Homework 7: Induction (Mathematical, Strong, and Structural)

Due 05.Mar.22 (Tue)

Before you tackle the homework, remind yourself of our general hw policies (now includes proof-by-induction tips ). In particular, you don't need to show your work when only a short answer is required (though doing so might garner more partial credit if the answer is wrong).

Reading: Rosen 3.3-3.5.

1. (6pts) Section 3.2, #32 (p.237): Specific sets countable? (Delayed from hw06.)
   Write your function in standard mathematical notation, not English. (Hint: Standard notation includes floor and ceiling, as well as a case statement (big-curly-left-bracket).)
   Be sure to convince yourself that the correspondence you give really is both one-to-one and onto!
2. (4pts) Section 3.3, # 8 (p.253): ∑i³.
3. (4pts) Section 3.3, #18 (p.253): ∑k^-2 < 2-1/n.
4. (1pt ) Section 3.3, #50 (p.255): False proof: ∑ i = (n+0.5)²/2.
5. (2pts) Section 3.3, #52 (p.255): False proof: (max(x,y)=n) ⇒ (x=y).
6. (4pts) Section 3.4, #18 (p.271): powers of [1 1 \ 1 0].
   See labbies or TAs, or read Rosen, for matrix multiplication (p.198) and the Fibonacci numbers f_i (p.259).
7. (4pts) Chpt 3 Supplementary exercise (p.294), #44; counting jigsaw moves.
   Note: strong induction really is relevant here; if you didn't use it, think about some jigsaw-solving moves that don't actually correspond to your non-strong apporach.
8. (5pts) section 3.4, #35 plus #36 (p.272): string reversal.
   Hint: only induct on one of the two strings.

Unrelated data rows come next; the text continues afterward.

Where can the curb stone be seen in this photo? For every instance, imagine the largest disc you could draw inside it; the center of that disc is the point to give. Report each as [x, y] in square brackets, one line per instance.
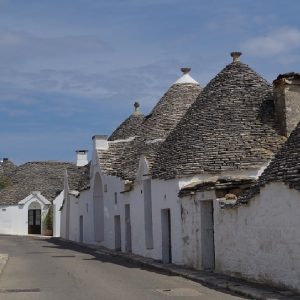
[3, 261]
[220, 281]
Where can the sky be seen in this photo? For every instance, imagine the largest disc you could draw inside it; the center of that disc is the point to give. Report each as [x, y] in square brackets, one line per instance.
[70, 69]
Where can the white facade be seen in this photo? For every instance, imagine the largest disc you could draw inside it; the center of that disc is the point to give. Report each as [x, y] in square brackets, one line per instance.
[261, 241]
[14, 218]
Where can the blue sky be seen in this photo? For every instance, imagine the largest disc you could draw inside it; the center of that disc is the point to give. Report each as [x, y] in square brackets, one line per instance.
[70, 69]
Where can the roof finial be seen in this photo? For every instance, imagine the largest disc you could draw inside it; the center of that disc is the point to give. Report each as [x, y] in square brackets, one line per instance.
[136, 107]
[235, 56]
[185, 70]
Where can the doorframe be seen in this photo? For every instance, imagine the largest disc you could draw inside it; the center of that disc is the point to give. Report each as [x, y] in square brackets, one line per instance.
[166, 234]
[211, 263]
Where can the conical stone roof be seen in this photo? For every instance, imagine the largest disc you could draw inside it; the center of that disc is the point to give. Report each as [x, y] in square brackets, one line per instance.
[231, 126]
[122, 158]
[46, 177]
[171, 107]
[285, 167]
[130, 127]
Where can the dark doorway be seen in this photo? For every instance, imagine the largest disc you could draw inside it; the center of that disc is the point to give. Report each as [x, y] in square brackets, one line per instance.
[166, 236]
[34, 221]
[127, 228]
[81, 229]
[118, 233]
[207, 235]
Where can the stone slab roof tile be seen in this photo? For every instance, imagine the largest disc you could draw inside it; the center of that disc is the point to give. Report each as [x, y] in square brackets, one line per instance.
[122, 158]
[285, 167]
[46, 177]
[231, 126]
[130, 127]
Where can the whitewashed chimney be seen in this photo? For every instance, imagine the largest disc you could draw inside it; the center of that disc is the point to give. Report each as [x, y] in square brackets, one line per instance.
[100, 142]
[286, 90]
[81, 158]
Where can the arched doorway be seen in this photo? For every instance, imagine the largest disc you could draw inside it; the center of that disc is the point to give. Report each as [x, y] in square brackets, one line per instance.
[98, 209]
[34, 218]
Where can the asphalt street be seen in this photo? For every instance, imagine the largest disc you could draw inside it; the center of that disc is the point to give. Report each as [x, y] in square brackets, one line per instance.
[47, 268]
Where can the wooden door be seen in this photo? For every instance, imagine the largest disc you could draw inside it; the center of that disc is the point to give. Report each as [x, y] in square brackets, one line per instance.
[166, 236]
[34, 221]
[207, 235]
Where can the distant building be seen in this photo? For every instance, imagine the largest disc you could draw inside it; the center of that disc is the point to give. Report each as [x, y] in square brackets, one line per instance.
[29, 191]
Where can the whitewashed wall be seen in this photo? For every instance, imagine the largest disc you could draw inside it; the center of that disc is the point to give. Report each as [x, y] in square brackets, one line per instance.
[74, 219]
[57, 204]
[261, 241]
[85, 209]
[14, 218]
[191, 227]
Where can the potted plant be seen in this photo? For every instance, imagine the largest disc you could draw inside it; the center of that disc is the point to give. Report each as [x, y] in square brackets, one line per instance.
[48, 222]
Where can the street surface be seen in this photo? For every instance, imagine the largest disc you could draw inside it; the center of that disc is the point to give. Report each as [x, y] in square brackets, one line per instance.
[42, 268]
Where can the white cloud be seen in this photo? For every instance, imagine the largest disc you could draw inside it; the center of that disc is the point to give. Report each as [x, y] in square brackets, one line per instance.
[278, 42]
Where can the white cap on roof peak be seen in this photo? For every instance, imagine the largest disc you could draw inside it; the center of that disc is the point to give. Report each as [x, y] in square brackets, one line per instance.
[186, 78]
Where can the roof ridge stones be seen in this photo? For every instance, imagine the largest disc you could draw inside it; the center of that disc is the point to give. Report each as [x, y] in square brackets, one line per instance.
[231, 126]
[122, 159]
[130, 127]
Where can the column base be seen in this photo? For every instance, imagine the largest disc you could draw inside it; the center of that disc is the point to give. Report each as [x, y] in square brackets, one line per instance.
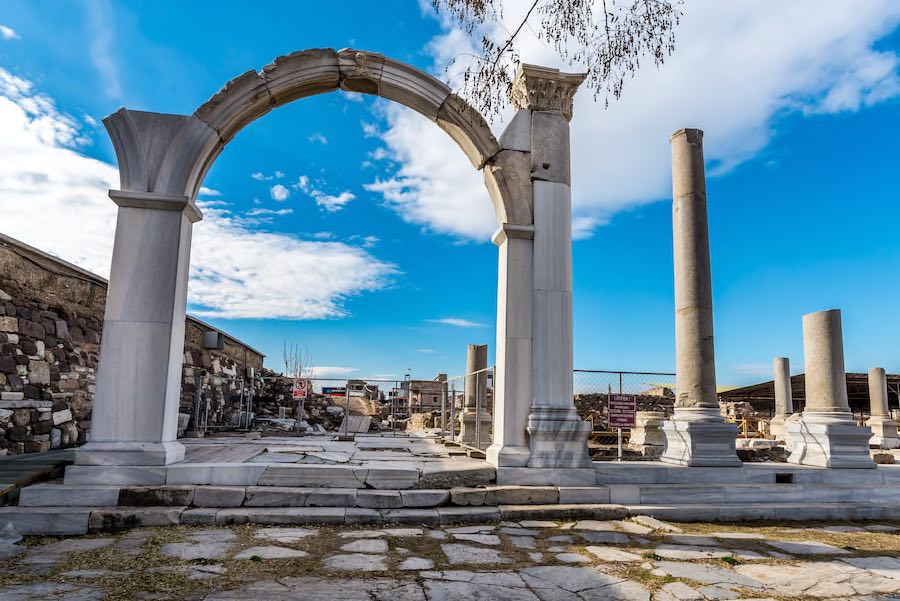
[884, 432]
[829, 439]
[558, 438]
[468, 425]
[500, 455]
[130, 453]
[700, 438]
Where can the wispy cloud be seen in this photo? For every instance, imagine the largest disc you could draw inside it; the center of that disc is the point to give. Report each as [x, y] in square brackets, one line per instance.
[237, 271]
[457, 322]
[329, 202]
[8, 33]
[103, 48]
[279, 193]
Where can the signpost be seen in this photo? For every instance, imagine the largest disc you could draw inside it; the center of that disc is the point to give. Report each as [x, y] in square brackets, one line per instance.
[620, 414]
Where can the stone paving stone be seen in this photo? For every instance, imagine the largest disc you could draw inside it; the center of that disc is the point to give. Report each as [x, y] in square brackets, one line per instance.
[655, 524]
[356, 562]
[682, 552]
[191, 551]
[572, 558]
[482, 539]
[612, 555]
[594, 525]
[681, 591]
[631, 527]
[707, 574]
[285, 535]
[416, 563]
[270, 552]
[467, 554]
[807, 548]
[322, 589]
[366, 545]
[614, 538]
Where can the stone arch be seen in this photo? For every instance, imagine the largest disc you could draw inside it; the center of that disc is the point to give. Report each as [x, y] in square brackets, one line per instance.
[171, 154]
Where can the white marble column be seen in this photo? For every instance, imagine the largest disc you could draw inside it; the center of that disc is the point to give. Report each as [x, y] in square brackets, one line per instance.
[557, 435]
[475, 417]
[135, 413]
[826, 435]
[884, 429]
[512, 378]
[697, 434]
[784, 403]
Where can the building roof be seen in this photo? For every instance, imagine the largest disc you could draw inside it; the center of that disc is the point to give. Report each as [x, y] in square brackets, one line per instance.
[18, 245]
[762, 395]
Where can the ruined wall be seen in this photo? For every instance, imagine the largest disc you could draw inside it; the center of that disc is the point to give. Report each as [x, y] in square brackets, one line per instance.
[51, 319]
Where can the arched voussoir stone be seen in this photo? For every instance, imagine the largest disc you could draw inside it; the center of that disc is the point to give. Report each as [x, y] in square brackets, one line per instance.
[170, 154]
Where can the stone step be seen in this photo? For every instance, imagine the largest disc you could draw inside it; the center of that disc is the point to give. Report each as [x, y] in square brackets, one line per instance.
[46, 521]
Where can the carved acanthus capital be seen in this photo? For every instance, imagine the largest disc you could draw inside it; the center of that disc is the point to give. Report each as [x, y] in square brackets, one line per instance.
[544, 89]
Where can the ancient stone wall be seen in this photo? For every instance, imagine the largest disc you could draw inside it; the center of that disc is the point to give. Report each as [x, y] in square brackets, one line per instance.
[51, 319]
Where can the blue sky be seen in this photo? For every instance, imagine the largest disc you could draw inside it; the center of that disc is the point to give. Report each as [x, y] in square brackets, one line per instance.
[364, 235]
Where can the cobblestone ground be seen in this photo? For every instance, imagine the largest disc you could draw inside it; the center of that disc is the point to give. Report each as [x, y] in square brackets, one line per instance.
[640, 559]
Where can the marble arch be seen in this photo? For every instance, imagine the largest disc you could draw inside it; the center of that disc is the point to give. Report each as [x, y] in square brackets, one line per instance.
[163, 159]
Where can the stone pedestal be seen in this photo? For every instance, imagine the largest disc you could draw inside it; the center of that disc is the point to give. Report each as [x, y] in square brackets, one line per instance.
[884, 429]
[826, 435]
[647, 429]
[697, 435]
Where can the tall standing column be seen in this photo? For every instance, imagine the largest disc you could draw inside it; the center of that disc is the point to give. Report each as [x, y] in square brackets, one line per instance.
[784, 402]
[135, 412]
[697, 435]
[884, 429]
[512, 379]
[475, 419]
[826, 435]
[557, 436]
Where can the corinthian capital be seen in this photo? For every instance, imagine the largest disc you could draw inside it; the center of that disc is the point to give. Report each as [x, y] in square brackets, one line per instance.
[545, 89]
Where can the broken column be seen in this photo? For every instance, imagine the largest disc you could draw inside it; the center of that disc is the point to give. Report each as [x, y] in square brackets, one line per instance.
[475, 417]
[784, 402]
[884, 429]
[697, 435]
[826, 435]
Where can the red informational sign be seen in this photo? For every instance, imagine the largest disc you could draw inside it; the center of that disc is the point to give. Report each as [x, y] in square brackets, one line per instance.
[621, 410]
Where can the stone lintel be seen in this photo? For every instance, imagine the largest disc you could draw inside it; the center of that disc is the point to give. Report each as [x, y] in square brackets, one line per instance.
[512, 230]
[545, 89]
[161, 202]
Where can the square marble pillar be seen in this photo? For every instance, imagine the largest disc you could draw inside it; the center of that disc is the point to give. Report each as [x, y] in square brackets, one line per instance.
[135, 414]
[512, 377]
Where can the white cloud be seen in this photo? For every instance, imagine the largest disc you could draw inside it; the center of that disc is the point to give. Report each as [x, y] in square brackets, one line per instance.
[457, 322]
[738, 66]
[274, 212]
[279, 193]
[435, 184]
[329, 202]
[8, 33]
[237, 272]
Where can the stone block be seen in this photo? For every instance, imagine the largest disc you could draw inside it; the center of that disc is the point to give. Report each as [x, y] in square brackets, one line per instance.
[379, 499]
[57, 495]
[424, 498]
[116, 519]
[46, 521]
[280, 515]
[218, 496]
[152, 496]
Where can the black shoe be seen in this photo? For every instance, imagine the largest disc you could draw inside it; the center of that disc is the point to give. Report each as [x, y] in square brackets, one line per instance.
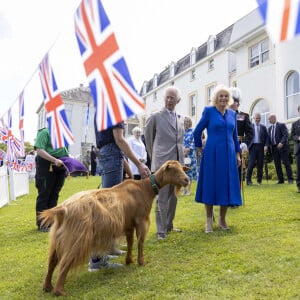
[44, 229]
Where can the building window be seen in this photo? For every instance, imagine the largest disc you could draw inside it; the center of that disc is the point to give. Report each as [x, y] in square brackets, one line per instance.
[259, 53]
[262, 107]
[209, 92]
[193, 57]
[145, 85]
[172, 69]
[211, 44]
[231, 62]
[155, 81]
[211, 64]
[292, 95]
[192, 105]
[193, 74]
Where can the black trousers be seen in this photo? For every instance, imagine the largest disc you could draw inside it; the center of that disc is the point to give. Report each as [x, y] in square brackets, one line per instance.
[48, 181]
[278, 156]
[256, 158]
[297, 158]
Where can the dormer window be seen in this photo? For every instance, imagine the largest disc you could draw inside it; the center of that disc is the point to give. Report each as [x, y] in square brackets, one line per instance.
[193, 57]
[155, 81]
[145, 87]
[172, 69]
[211, 43]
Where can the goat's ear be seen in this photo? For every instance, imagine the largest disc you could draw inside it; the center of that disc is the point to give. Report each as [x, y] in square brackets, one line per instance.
[185, 168]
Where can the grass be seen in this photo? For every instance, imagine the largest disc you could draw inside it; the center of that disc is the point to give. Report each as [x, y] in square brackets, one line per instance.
[258, 259]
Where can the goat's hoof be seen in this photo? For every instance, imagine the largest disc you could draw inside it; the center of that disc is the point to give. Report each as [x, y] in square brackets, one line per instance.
[59, 293]
[47, 287]
[129, 260]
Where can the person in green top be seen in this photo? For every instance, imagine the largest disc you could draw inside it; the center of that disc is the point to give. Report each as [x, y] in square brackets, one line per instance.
[50, 174]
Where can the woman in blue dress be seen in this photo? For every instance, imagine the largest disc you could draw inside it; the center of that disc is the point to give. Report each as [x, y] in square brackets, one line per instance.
[218, 182]
[189, 152]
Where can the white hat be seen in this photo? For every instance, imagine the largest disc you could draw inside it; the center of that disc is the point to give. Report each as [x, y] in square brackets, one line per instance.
[236, 93]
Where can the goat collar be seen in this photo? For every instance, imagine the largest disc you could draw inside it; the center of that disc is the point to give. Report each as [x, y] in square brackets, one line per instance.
[154, 184]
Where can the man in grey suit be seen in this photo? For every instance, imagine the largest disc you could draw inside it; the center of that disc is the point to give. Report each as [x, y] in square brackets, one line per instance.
[295, 133]
[258, 147]
[164, 132]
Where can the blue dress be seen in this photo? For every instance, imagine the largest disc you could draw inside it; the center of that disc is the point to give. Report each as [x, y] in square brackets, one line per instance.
[218, 182]
[188, 142]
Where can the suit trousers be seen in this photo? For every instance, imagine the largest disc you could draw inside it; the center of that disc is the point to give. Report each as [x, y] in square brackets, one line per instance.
[256, 157]
[278, 156]
[166, 203]
[297, 158]
[48, 181]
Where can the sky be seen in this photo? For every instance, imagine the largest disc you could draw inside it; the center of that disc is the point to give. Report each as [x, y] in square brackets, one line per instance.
[150, 33]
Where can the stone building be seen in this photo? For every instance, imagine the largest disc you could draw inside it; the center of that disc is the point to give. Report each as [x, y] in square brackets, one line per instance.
[241, 55]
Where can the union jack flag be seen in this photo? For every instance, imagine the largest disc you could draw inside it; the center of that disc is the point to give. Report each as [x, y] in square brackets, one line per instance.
[281, 18]
[13, 144]
[114, 94]
[59, 129]
[21, 122]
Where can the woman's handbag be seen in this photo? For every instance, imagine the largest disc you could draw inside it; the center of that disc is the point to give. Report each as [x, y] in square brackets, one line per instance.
[187, 161]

Thus you'll have a statement ``∀ w₁ ∈ {0,1}^*, …''. Whether this statement is inside or outside of your parameterized induction statement P() is up to you, but make your choice clear.
9. (2pts) section 3.4, #38 (p.272): def'n of palindromes.
10. (4pts) section 3.4, #44 (p.272): full binary tree: #leaves = 1+#branch.